Writing by inspiration of the Holy Spirit, Paul was blunt throughout the epistle regarding the error
into which these brethren were going or had gone. He was concerned about their souls. The
relationship had been peaceful and joyful but now it was time for some correction. How would they
accept Paul’s rebukes and exhortations? Apparently, some did not take them well. In Galatians 4:16
Paul asked, “Am I therefore become your enemy, because I tell you the truth?” It would seem that as
long as they agreed with Paul, the Galatian churches didn’t have a problem with what he wrote or
said to them. When he taught them something that was contrary to what they wanted to hear,
however, some forgot that loving relationship they had had and turned on him. The one with whom
they had formerly gotten along was now counted as an enemy, simply because he taught God’s truth
and they didn’t want to hear it.

Our English Bibles have been divided up into over 31,000 verses. Each verse has the innate
ability to teach us something that God wants us to know (Deuteronomy 29:29). Included in these
teachings are some wonderful words of peace, comfort and joy. However, there are also passages of
warning and rebuke as well as plainly stated commands from God. We could choose to overlook the
latter types of passages in favor of the former, thus focusing on only those verses that make us “feel
good.” In so doing, we would be neglecting inspired words that were written to reprove, correct and
instruct us in righteousness (I Timothy 3:16-17). We would be rejecting “all the counsel of God” (Acts
20:27) in favor of that which tickled our ears (II Timothy 4:2-4). In John 12:48 Jesus said, “the word
that I have spoken, the same shall judge him in the last day.” It’s obvious from this statement and
from the statement regarding the opening of the books in judgment (Revelation 20:12) that it is the
Gospel of Christ in its entirety that shall be the standard of judgment in the end.

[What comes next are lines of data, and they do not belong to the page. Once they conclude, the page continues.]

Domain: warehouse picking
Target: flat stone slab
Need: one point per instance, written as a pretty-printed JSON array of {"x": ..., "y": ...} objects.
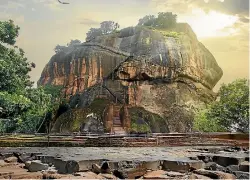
[{"x": 182, "y": 165}]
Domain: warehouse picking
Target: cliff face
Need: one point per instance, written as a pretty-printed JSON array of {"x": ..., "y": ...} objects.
[{"x": 166, "y": 73}]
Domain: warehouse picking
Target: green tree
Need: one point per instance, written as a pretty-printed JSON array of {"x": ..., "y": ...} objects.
[
  {"x": 163, "y": 20},
  {"x": 230, "y": 112},
  {"x": 148, "y": 20},
  {"x": 21, "y": 107},
  {"x": 166, "y": 20}
]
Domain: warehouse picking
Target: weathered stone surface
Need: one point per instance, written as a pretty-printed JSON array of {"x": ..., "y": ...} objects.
[
  {"x": 215, "y": 167},
  {"x": 105, "y": 169},
  {"x": 11, "y": 159},
  {"x": 2, "y": 163},
  {"x": 86, "y": 175},
  {"x": 215, "y": 174},
  {"x": 37, "y": 165},
  {"x": 232, "y": 168},
  {"x": 159, "y": 174},
  {"x": 197, "y": 176},
  {"x": 244, "y": 166},
  {"x": 71, "y": 167},
  {"x": 96, "y": 168},
  {"x": 241, "y": 175},
  {"x": 27, "y": 164},
  {"x": 168, "y": 76},
  {"x": 226, "y": 160},
  {"x": 106, "y": 176},
  {"x": 182, "y": 165}
]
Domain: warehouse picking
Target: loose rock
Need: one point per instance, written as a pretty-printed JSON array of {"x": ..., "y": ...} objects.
[
  {"x": 182, "y": 166},
  {"x": 244, "y": 166},
  {"x": 11, "y": 159},
  {"x": 37, "y": 165},
  {"x": 241, "y": 175},
  {"x": 215, "y": 174}
]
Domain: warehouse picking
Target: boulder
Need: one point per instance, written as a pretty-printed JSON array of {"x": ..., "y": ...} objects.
[
  {"x": 12, "y": 159},
  {"x": 27, "y": 164},
  {"x": 215, "y": 167},
  {"x": 214, "y": 174},
  {"x": 197, "y": 176},
  {"x": 232, "y": 168},
  {"x": 105, "y": 176},
  {"x": 244, "y": 166},
  {"x": 159, "y": 174},
  {"x": 71, "y": 167},
  {"x": 86, "y": 175},
  {"x": 175, "y": 74},
  {"x": 227, "y": 160},
  {"x": 105, "y": 169},
  {"x": 37, "y": 165},
  {"x": 241, "y": 175},
  {"x": 2, "y": 163},
  {"x": 182, "y": 165},
  {"x": 152, "y": 165},
  {"x": 205, "y": 158},
  {"x": 96, "y": 168}
]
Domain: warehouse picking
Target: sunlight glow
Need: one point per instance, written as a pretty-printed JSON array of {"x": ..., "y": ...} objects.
[{"x": 211, "y": 24}]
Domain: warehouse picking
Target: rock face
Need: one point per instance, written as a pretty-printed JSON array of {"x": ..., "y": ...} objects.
[{"x": 166, "y": 75}]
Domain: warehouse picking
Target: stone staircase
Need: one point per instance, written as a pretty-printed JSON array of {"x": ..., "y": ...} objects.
[{"x": 117, "y": 124}]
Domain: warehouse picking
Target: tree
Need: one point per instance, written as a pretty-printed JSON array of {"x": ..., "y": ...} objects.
[
  {"x": 8, "y": 32},
  {"x": 108, "y": 27},
  {"x": 59, "y": 48},
  {"x": 163, "y": 20},
  {"x": 21, "y": 106},
  {"x": 93, "y": 33},
  {"x": 74, "y": 42},
  {"x": 231, "y": 111},
  {"x": 166, "y": 20},
  {"x": 148, "y": 20},
  {"x": 204, "y": 123}
]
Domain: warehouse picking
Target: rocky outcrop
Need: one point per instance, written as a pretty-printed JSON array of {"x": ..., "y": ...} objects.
[{"x": 167, "y": 75}]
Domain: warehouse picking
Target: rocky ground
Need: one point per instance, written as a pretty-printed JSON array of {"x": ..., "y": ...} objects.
[{"x": 120, "y": 163}]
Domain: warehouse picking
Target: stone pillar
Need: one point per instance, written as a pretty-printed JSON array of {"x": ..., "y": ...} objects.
[{"x": 108, "y": 118}]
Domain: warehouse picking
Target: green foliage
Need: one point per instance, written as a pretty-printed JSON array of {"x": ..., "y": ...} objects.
[
  {"x": 164, "y": 20},
  {"x": 230, "y": 112},
  {"x": 69, "y": 46},
  {"x": 21, "y": 107},
  {"x": 106, "y": 27},
  {"x": 8, "y": 32},
  {"x": 170, "y": 34}
]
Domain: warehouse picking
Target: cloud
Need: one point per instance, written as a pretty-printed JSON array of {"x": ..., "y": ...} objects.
[
  {"x": 51, "y": 4},
  {"x": 11, "y": 4},
  {"x": 89, "y": 22}
]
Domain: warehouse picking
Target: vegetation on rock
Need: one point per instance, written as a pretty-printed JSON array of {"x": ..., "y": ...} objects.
[
  {"x": 230, "y": 112},
  {"x": 106, "y": 27},
  {"x": 164, "y": 20}
]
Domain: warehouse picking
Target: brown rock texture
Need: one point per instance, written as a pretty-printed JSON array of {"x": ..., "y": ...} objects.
[{"x": 170, "y": 76}]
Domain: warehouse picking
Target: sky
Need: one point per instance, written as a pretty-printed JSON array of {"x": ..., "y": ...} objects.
[{"x": 221, "y": 25}]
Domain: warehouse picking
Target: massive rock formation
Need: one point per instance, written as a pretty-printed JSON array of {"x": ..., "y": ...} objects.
[{"x": 165, "y": 74}]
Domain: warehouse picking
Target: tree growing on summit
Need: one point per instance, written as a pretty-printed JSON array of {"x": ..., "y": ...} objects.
[
  {"x": 106, "y": 27},
  {"x": 163, "y": 20},
  {"x": 74, "y": 42},
  {"x": 59, "y": 48},
  {"x": 148, "y": 20}
]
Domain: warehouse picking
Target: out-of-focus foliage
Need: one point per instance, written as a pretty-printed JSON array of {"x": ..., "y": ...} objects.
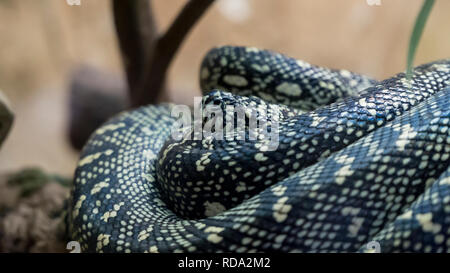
[
  {"x": 6, "y": 118},
  {"x": 417, "y": 34}
]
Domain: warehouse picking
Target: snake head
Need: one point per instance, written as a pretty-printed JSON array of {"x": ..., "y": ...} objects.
[{"x": 6, "y": 117}]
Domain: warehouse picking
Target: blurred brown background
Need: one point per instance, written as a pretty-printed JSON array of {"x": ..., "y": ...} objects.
[{"x": 41, "y": 42}]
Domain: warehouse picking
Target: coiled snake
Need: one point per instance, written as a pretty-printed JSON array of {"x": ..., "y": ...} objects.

We cannot pick and
choose what we want to hear and read.

Having said all this, let’s return to Paul’s question. “Am I therefore become your enemy, because I
tell you the truth?” There are those who will sing the praises of a preacher, teacher or writer as he
says those things with which they agree. Let that same preacher, teacher or writer say something that
is challenging or even outright contradictory of these individuals’ wants or lifestyles, however, and
witness a fascinating change in their attitudes. The preacher, teacher or writer is now meddling. He is
no longer delivering God’s truth but instead is advancing his opinion. When formerly bouquets of
praise were tossed his way, now brickbats of animosity are hurled at him. The preacher, teacher or
writer has not changed. His mindset toward those he is teaching has not changed. The difference in
this scenario is that now people are hearing or reading something that convicts them and urges them
to change, and change, even that clearly demanded by God, is very often met with resistance.

What changed in the relationship between Paul and the Galatian churches? Did he as the writer
become mean-spirited and hateful? No, he had the same love for them as he had previously had.
What changed then? Was the change not in the hearts of those brethren who did not want to be told
what to do? Was it not the case that they didn’t want anyone correcting them? Did they not want to
just keep on going the way they wanted to go, regardless of the eternal direction it was taking them?

It is required of Christians that we speak the truth in love (Ephesians 4:15). Doing so involves
reproving and rebuking (II Timothy 4:2). It’s sad that our doing so sometimes turns people against us
but we must not hesitate to tell the truth. In like manner, we must be sure that we ourselves accept
correction when it is evident from the Scriptures that our actions are not pleasing to God. We must
turn to God’s Word to determine the validity of the correction and then humbly accept it.